Tiyatro tarihçileri de çok iyi bilirler ki ülkemizdeki tiyatro oyunlarına bakıldığında genellikle “toplumsal gerçekçi” oyunlardır. Peki nedir bu toplumsal gerçekçilik? Toplumsal gerçekçilik kavramı dillendirildiğinde aklımızda, toplumun dönüşümünü toplumun dinamiklerinden yararlanarak yapan bir kavram olarak belirir.
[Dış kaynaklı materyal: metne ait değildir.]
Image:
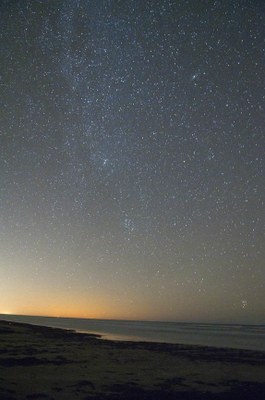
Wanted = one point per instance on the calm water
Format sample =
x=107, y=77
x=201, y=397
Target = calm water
x=235, y=336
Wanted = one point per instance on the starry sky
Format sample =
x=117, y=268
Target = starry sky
x=132, y=159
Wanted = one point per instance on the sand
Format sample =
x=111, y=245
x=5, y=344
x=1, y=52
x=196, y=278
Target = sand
x=45, y=363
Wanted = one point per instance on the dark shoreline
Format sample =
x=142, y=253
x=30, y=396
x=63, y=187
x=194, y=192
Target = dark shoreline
x=53, y=363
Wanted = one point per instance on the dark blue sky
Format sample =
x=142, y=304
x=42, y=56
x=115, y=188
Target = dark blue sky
x=132, y=159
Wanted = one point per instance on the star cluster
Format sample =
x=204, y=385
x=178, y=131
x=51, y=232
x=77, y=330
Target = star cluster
x=132, y=159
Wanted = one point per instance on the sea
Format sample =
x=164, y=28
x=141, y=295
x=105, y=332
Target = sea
x=251, y=337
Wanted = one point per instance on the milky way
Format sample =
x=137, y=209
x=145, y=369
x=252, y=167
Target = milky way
x=132, y=159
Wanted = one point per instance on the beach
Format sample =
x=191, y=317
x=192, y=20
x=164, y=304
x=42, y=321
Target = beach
x=38, y=362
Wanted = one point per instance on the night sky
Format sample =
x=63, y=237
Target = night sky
x=132, y=159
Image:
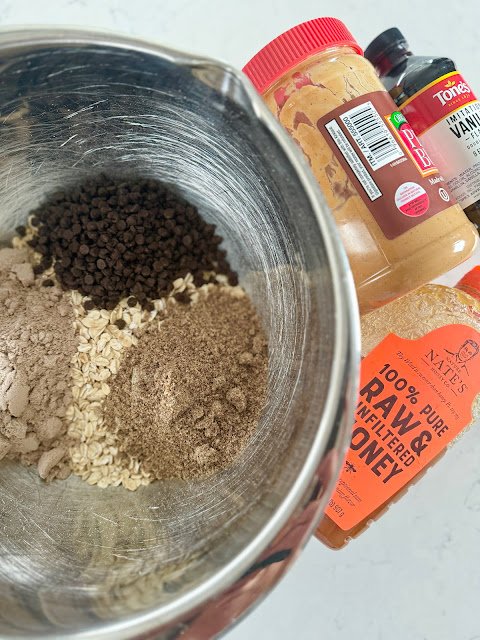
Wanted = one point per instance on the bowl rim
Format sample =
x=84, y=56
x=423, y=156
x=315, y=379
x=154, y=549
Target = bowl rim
x=333, y=429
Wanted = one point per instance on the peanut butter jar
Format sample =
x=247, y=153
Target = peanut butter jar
x=399, y=223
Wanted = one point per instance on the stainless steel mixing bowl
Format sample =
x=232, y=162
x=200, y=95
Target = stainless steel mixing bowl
x=177, y=559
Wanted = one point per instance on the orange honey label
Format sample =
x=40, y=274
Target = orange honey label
x=415, y=397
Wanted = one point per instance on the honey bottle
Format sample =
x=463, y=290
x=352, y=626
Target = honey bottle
x=419, y=390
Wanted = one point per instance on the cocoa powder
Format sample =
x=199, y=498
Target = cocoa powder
x=187, y=399
x=37, y=342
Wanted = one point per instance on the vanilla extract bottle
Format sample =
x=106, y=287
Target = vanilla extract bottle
x=440, y=107
x=419, y=390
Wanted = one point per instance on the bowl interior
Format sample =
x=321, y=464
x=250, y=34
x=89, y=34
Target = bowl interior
x=74, y=556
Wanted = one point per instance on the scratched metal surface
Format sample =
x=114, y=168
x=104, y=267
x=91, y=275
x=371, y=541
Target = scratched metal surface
x=77, y=558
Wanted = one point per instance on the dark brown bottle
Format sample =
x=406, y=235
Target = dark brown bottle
x=440, y=107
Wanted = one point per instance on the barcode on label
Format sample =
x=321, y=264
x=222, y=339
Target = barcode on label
x=372, y=136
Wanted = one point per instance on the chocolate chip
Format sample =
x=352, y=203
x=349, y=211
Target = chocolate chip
x=111, y=239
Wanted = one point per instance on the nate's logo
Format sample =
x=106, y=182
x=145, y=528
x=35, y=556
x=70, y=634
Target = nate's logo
x=467, y=351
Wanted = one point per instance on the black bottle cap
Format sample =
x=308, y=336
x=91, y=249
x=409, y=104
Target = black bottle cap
x=382, y=43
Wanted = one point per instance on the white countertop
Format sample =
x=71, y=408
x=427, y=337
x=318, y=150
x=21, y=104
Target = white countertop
x=414, y=574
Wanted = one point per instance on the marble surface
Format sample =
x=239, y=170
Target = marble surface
x=414, y=574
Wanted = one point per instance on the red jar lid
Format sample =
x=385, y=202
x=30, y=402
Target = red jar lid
x=294, y=46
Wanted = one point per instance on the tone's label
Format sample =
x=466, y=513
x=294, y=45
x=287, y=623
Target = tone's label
x=446, y=115
x=415, y=397
x=383, y=157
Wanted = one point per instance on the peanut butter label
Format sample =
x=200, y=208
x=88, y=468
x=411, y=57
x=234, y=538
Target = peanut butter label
x=383, y=157
x=415, y=397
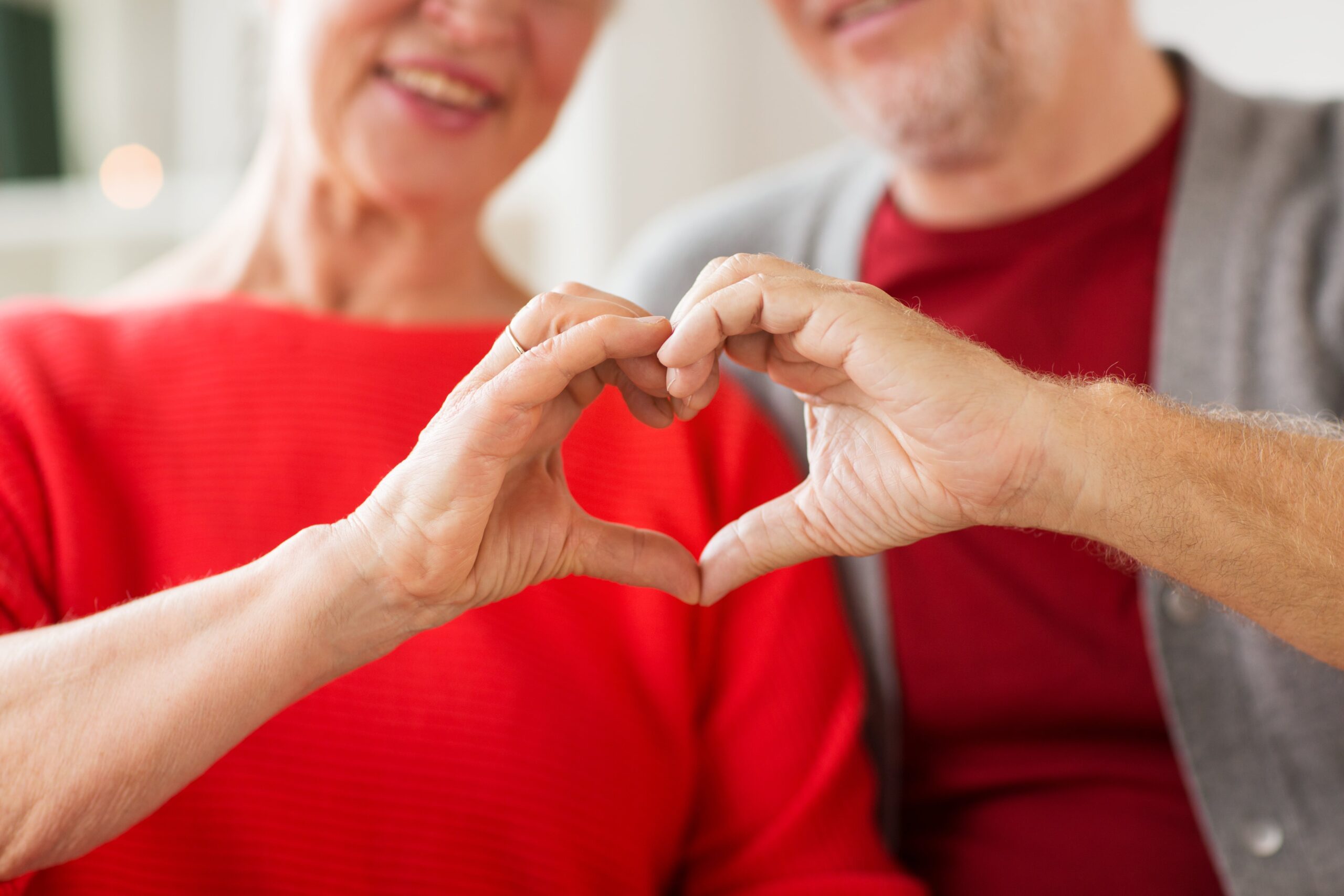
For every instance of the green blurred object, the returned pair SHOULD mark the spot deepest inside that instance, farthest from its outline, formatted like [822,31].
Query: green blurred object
[30,143]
Gerektiğinde bu anlayışla ülkemizde “devrimci tiyatro” adı altında onlarca oyun sahnelenmiş ve toplumun “uyandırılıp” bu devrime katkı sağlanmasına çalışılmıştır.
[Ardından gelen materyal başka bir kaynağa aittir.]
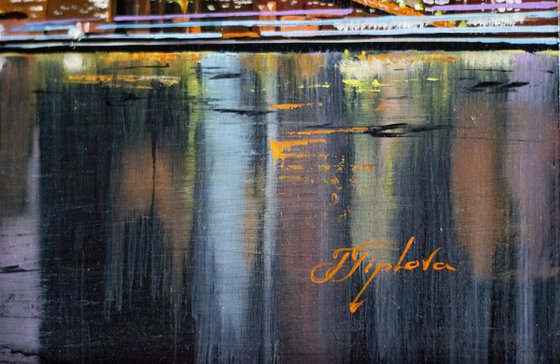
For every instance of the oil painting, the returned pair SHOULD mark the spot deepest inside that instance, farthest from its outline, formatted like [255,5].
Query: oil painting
[279,181]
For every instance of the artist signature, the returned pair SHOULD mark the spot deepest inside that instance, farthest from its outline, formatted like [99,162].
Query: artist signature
[360,254]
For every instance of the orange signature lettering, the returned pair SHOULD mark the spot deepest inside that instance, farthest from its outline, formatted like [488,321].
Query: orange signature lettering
[359,255]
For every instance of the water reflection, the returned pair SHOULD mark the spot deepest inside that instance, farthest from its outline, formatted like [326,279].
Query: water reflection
[183,199]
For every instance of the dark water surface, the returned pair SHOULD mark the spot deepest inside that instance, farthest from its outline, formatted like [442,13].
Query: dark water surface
[170,207]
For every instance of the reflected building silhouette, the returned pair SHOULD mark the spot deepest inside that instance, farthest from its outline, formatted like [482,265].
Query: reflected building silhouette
[118,180]
[20,280]
[174,205]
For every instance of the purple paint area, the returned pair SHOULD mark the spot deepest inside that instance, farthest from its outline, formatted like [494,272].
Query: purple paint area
[62,21]
[540,5]
[236,15]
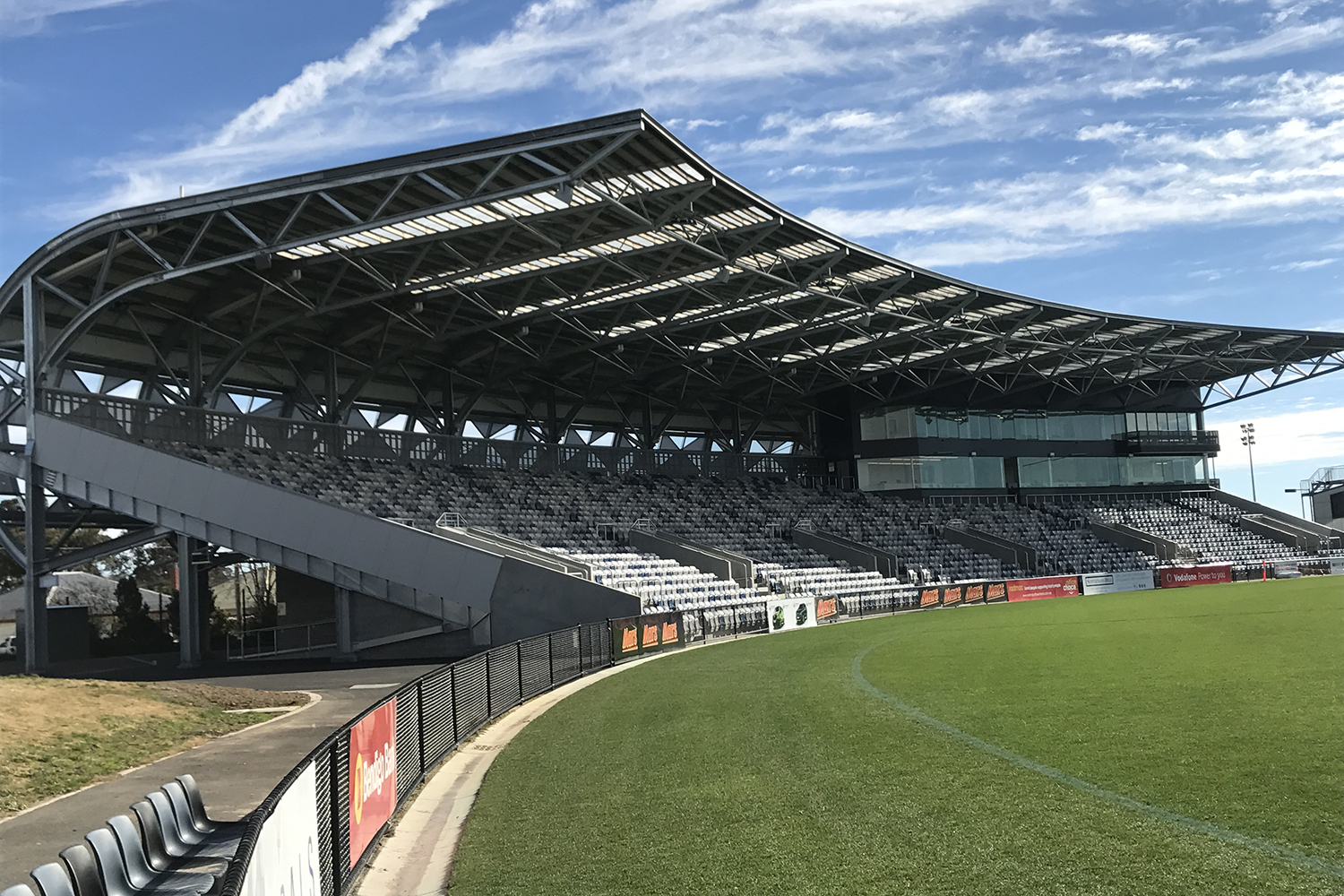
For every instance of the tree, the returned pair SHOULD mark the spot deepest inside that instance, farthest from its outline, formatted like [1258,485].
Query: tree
[134,632]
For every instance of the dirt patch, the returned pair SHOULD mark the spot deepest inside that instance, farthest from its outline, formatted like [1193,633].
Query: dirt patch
[220,697]
[62,734]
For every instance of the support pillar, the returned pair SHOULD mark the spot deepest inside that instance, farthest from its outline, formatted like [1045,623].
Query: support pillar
[34,498]
[188,603]
[344,637]
[35,551]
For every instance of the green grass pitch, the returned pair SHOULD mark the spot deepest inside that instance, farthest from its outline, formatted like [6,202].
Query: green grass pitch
[765,766]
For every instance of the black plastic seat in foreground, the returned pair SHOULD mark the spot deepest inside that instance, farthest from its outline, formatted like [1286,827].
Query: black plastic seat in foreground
[187,831]
[137,866]
[156,849]
[53,880]
[199,820]
[177,847]
[83,871]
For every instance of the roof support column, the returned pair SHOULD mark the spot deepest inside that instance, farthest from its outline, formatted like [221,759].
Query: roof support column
[34,495]
[188,602]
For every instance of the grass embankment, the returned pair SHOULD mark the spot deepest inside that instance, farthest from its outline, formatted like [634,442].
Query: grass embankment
[763,767]
[58,735]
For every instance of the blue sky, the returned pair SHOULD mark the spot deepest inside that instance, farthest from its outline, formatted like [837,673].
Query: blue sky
[1177,160]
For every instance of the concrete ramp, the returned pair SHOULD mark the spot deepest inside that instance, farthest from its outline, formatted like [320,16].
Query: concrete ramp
[456,583]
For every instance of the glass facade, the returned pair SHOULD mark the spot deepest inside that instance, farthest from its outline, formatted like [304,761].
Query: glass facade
[921,422]
[879,474]
[1085,471]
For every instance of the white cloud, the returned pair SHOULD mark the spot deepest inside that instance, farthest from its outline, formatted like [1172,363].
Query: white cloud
[21,18]
[1305,265]
[1296,435]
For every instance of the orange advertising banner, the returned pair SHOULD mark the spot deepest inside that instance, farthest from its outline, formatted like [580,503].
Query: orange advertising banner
[1051,586]
[373,777]
[629,634]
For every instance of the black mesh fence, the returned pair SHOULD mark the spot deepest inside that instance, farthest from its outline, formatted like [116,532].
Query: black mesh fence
[433,715]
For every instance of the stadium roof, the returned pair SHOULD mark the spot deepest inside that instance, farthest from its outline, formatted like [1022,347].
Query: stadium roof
[594,273]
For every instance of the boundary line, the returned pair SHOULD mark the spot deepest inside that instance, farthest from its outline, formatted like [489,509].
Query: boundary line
[1191,825]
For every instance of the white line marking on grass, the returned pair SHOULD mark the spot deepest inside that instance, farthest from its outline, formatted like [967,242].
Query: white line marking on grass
[1193,825]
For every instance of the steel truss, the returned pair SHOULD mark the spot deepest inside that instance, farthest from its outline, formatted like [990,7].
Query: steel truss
[589,279]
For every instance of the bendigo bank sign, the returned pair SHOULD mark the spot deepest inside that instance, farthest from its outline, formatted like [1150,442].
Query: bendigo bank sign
[373,777]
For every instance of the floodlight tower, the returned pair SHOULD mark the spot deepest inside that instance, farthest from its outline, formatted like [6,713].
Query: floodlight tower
[1249,440]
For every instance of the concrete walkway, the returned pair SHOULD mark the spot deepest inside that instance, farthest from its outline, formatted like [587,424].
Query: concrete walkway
[417,855]
[236,771]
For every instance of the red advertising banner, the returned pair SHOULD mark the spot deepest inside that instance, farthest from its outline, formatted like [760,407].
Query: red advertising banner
[1051,586]
[1185,576]
[373,777]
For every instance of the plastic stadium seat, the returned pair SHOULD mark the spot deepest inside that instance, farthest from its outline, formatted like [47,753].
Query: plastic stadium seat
[137,868]
[187,823]
[156,849]
[83,871]
[110,868]
[177,847]
[202,823]
[53,880]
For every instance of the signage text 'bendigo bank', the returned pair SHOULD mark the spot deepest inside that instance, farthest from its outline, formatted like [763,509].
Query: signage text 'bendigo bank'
[373,777]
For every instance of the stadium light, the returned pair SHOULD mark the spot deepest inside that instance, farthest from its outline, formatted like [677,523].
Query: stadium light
[1249,440]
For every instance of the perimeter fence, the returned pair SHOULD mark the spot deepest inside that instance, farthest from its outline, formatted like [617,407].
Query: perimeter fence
[316,831]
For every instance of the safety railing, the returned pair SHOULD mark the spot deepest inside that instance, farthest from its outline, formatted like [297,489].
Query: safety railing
[314,831]
[148,421]
[277,641]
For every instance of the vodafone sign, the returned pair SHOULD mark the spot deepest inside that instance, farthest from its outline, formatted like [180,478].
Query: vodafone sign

Sevgili hocam Zehra İpşiroğlu “bir sanatçı belli bir ideolojinin hizmetine girerek bunu bize dayatmaya çalıştığı anda sanatını hiçe saymış olur” diyerek aslında yeni bir tartışma zemini de oluşturmuştur. Çünkü ülkemizdeki sanatçılarımızın çoğu devrime inanmış ve bu yönde oyunlar sahnelemişlerdir. Yukarıda bahsettiğim “toplumsal gerçekçilik” kavramı sosyalizmin ürünüdür. Yani bir ideolojinin. Hal böyleyken ülkemizdeki oyunların ciddi bir kısmı bu ideolojiyle sahnelenmiş oyunlardır. Zehra İpşirioğlu’nun “sanatını hiçe sayan sanatçılar” derken tabi bütün bunları düşündüğünü de tahmin ediyorum. Burada dikkat edilmesi gereken kelimeyse “dayatmadır.” Dayatmadan sanatçının istediği sanatı istediği gibi sanatını icra edebilmesi gerekiyor. Toplumu değiştirip dönüştürmek isteyen bir “sanatçı” dayatmadan nasıl toplumu dönüştürüp ön ayak olabilir ayrıca incelenmesi gereken bir meseledir. Sanatçıların bu konudaki düşünceleri “sanat için sanat” ya da “toplum için sanat” tartışmalarına kadar uzanıyor.
Sanatın yapısına dair düşüncelerin az çok böyle olduğunu göz önünde bulundurursak toplum, sanat ve iktidar arasındaki ilişki de belirginleşmeye başlar. Sanatın doğası gereği iktidarla kavgalı olduğu, iktidarın otoritesine bir başkaldırı olduğu Antik Yunan oyunlarından beri kanıtlanmıştır. Ülkemizdeki Batılılaşma bir dönem tiyatro oyunları üzerinden de yapıldığı için devletin eliyle sanatın gerçekleştiği de söylenebilir.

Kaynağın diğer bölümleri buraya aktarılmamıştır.